KINERJA KEUANGAN BANK MILIK PEMERINTAH INDONESIA (Studi Kasus : BNI, BRI, BTN, Bank Mandiri)
Abstract
This study aims to analyze the comparison of the financial performance of state-owned banks and provide empirical evidence of the effect of LDR, CAR, and NPL on ROA. This analysis uses an independent variable of liquidity and solvency. The independent variable is focused on CAR, LDR, NPL, while the dependent variable is profitability focused on ROA. The data used are secondary data derived from the annual financial statements of BNI, BRI, BTN, Bank Mandiri listed on the Indonesia Stock Exchange in the period 2008 to 2015. The method of testing data uses, classic assumption test, multiple linear regression, coefficient of determination (R2 ), by testing the hypothesis t test and F test.
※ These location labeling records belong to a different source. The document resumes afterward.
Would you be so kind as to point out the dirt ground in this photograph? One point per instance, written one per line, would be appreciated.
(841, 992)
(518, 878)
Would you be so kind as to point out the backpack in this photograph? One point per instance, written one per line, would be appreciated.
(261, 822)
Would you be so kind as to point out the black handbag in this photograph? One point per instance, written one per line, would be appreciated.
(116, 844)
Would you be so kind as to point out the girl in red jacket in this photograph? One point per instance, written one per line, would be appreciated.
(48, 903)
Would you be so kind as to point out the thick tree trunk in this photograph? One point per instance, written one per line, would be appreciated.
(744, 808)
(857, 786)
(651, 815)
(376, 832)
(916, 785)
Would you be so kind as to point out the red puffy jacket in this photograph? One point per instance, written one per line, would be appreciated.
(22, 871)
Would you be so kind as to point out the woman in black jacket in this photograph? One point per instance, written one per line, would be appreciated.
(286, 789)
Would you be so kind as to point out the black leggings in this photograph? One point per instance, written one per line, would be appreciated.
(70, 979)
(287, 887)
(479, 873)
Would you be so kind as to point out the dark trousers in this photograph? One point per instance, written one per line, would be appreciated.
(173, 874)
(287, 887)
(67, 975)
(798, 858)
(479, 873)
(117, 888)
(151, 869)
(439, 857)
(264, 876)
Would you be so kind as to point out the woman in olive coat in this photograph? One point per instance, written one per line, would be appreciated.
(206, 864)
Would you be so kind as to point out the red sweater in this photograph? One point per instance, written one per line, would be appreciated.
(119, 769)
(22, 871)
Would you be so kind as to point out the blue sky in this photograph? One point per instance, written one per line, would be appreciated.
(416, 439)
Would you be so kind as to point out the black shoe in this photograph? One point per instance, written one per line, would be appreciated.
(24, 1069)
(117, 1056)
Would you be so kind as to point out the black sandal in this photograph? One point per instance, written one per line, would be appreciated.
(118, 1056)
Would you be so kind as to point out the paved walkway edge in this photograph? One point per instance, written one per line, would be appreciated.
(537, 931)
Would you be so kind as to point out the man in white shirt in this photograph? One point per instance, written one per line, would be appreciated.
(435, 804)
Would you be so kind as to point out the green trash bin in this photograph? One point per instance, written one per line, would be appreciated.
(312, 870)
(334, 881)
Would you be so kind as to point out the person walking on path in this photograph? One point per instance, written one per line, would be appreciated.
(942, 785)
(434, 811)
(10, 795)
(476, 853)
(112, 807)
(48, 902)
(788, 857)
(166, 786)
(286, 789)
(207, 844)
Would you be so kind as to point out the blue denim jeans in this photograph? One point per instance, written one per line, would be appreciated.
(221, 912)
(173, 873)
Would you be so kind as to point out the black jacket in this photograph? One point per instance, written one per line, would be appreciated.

The results showed that the multiple linear regression equation Y = 1.145 + 0.023 X1 + 0.004 X2 - 0.281 X3. Partial test (t test) shows that the LDR ratio of government-owned banks has a positive and significant effect on ROA with a t count of 3.108 > t table 1.693 with a significant level of 0.0046 or 0.46%. CAR ratio has a positive effect and is not significant for ROA with a t count of 0.126 < t table 1.693 with a significant level of 0.9004 or 90.4%. The NPL ratio has a negative and not significant effect on ROA with a tcount of -4.594 < t table 1.693 with a significant level of 0.0001 or 0.01%. Simultaneous testing (F test) shows the ratio of LDR, CAR, and NPL has a positive and significant effect on ROA with a calculated F value of 26.414 > t table 2.93 with a significant level of 0.000 or 0.0%. The results of testing the coefficient of determination (R2) shows that the independent variables LDR, CAR, and NPL can explain the effect on the dependent variable ROA, which is equal to 0.863 or 86.3% while 13.7% is influenced by other variables not examined.